Investor confidence among North American and European investors improved, while Asian’s confidence dropped in May 2019, according to the State Street Investor Confidence Index (ICI). The Trade War between the United States and China and Brexit-related uncertainty have dominated this month’s headlines and constitute the two major factors for risk aversion.
Harvard Professor Kenneth Froot, founder of the Investor Confidence Index together with State Street Global Markets Managing Director Paul O’Connell, commented: “Institutional investors have been wary, and with potential supply-chain disruptions and concerns about rising protectionism it is understandable that sentiment remains anchored in the risk-averse territory. However, while the low level of the index points to risk-off behavior over the last few months, the solid uptick this month indicates some investors may be moving back in to buy the dip.”
The investor confidence index by State Street improved by 6.6 points to 79.5, from April’s revised reading of 72.9 and after hitting its lowest in January 2019. The index is still far below May 2018’s value, when it stood in positive territory above 100. A reading of 100 is neutral; it is the level at which investors are neither increasing nor decreasing their long-term allocations to risky assets. The index differs from survey-based measures in that it is based on the actual trades, as opposed to opinions, of institutional investors.
The ICI measures investor confidence or risk appetite quantitatively by analyzing the actual buying and selling patterns of institutional investors. The index assigns a precise meaning to changes in investor risk appetite: the greater the percentage allocation to equities, the higher risk appetite or confidence. Among North American investors,
Marvin Loh, senior Global Macro Strategist, State Street Global Markets, said: “Investors that embraced ‘sell in May and go away’ rested easier this month, as risk assets are experiencing their weakest performance of the year. Driven by trade and growth concerns, global equities are set to close broadly in the red for the first time this year. Yields have all but collapsed, with developed market sovereign interest rates falling to their lowest levels in years. The overall hesitancy that we have seen from investors all year, reflects many of the concerns that emerged this month.”

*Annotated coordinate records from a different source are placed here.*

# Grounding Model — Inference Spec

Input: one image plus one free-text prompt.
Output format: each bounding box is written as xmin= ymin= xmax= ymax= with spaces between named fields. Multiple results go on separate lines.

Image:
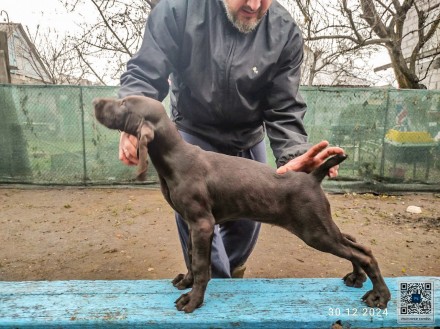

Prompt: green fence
xmin=0 ymin=85 xmax=440 ymax=192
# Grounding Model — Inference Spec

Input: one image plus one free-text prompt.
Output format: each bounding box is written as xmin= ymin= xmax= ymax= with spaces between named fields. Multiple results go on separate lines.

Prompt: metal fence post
xmin=79 ymin=86 xmax=87 ymax=185
xmin=380 ymin=88 xmax=390 ymax=179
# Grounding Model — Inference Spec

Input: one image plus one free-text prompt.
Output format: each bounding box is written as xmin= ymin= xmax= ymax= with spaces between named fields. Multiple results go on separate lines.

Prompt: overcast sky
xmin=0 ymin=0 xmax=389 ymax=85
xmin=0 ymin=0 xmax=85 ymax=34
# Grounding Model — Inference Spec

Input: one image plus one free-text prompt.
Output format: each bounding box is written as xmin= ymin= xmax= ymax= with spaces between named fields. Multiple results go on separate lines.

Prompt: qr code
xmin=398 ymin=282 xmax=434 ymax=323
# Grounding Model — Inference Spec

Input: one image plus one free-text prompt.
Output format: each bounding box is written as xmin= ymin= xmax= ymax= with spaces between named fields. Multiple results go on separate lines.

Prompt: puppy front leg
xmin=175 ymin=217 xmax=215 ymax=313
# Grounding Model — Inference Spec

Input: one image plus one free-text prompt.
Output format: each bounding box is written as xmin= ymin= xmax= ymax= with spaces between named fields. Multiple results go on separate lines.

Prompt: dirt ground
xmin=0 ymin=186 xmax=440 ymax=281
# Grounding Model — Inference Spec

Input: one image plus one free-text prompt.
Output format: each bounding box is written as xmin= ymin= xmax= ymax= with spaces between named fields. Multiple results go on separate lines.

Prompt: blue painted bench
xmin=0 ymin=277 xmax=440 ymax=329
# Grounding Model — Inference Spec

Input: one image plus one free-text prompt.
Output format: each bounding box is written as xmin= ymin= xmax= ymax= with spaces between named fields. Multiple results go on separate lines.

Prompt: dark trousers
xmin=176 ymin=131 xmax=266 ymax=278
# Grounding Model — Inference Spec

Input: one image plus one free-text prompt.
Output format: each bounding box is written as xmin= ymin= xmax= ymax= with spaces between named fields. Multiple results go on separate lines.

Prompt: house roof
xmin=0 ymin=23 xmax=50 ymax=82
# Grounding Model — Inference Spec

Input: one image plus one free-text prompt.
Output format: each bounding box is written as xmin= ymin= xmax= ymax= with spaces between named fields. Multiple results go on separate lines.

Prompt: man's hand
xmin=119 ymin=132 xmax=139 ymax=166
xmin=277 ymin=141 xmax=345 ymax=177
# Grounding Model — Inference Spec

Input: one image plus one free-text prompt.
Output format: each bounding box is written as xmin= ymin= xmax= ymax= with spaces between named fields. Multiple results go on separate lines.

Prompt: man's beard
xmin=223 ymin=0 xmax=264 ymax=33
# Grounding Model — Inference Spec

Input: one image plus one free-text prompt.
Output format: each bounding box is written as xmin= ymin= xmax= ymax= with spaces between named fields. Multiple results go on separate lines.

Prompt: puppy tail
xmin=311 ymin=154 xmax=348 ymax=182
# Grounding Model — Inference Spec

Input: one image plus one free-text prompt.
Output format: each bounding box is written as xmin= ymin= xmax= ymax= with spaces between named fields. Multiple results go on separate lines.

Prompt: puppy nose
xmin=92 ymin=98 xmax=103 ymax=109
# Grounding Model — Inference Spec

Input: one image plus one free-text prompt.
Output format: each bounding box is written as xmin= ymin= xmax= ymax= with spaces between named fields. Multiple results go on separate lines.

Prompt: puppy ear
xmin=136 ymin=120 xmax=154 ymax=181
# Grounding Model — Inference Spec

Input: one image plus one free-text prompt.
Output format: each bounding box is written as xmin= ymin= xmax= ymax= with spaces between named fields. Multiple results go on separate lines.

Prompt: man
xmin=119 ymin=0 xmax=344 ymax=278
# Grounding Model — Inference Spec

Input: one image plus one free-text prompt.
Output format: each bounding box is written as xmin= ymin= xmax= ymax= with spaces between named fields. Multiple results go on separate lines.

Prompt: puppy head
xmin=93 ymin=98 xmax=127 ymax=130
xmin=93 ymin=97 xmax=154 ymax=181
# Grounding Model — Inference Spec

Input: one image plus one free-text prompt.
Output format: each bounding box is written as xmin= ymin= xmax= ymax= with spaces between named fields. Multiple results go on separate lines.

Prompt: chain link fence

ICI recovered from 71.3 to 76.7, and among European investors, ICI rose from 86.6 to 92.5. By contrast, the Asia ICI dropped by 4.2 points to 88.4.
Most recently, Asian markets saw major assets on all key markets decline owing to fears of recession as macro data from China shows the impact of the trade war with the United States of America and suggests stimulus from the Chinese central bank has had little effect on the country’s economy triggered a fresh wave of bearish price action in the global market. Safe haven assets are booming while risk assets bleed and decline at fast pace.
In the meantime, the US treasury department listed nine allied nations as potential targets for economic warfare, which may become a real threat for a potential recovery of the State Street Investor Confidence Index (ICI) back to 100.
Brexit, one of today’s top torments for investors, is a “nightmare [that] could last well beyond the new Halloween deadline”, according to deVere Group CEO Nigel Green. Factory shutdowns slashed UK car production in April by almost 45 per cent.
Nigel Green, Chief Executive Officer of deVere Group, commented: “Brexit has thrown Britain into a profound existential crisis. It has cost Britain three lost years of opportunity. Brexit has almost entirely overtaken the public sphere in Britain. All of Parliament’s time and energy is vested in Brexit. It appears nothing else is getting done. And so much needs to be done. […] Imagine if the industries of the future, such as fintech, blockchain and clean energy, had been developed to secure jobs and wealth creators of the next generation? […] Imagine if Britain hadn’t spent three years inflicting reputational damage upon itself on the world stage? But instead, the UK has lost three years going around in circles trying to construct a deal that gives us some of what it’s got now.”
According to S&P Global Ratings, Brexit has already cost the UK economy a sum of £66bn in under three years. The Treasury has allocated £4.2 billion towards government departments for Brexit preparations since 2016 and the £39bn “divorce bill” agreed with the EU is not accounted for in the S&P estimate.
Investors still wonder if there will be a second referendum or a no-deal, and what impact would operating on WTO rules mean for the world’s fifth largest economy and its trading partners.
“The haemorrhaging of opportunity and money will continue far beyond the deadline. It is perhaps therefore unsurprising that UK and international investors in UK assets are responding to the uncertainties posed by Brexit by considering removing their wealth from the UK”, Nigel Green added.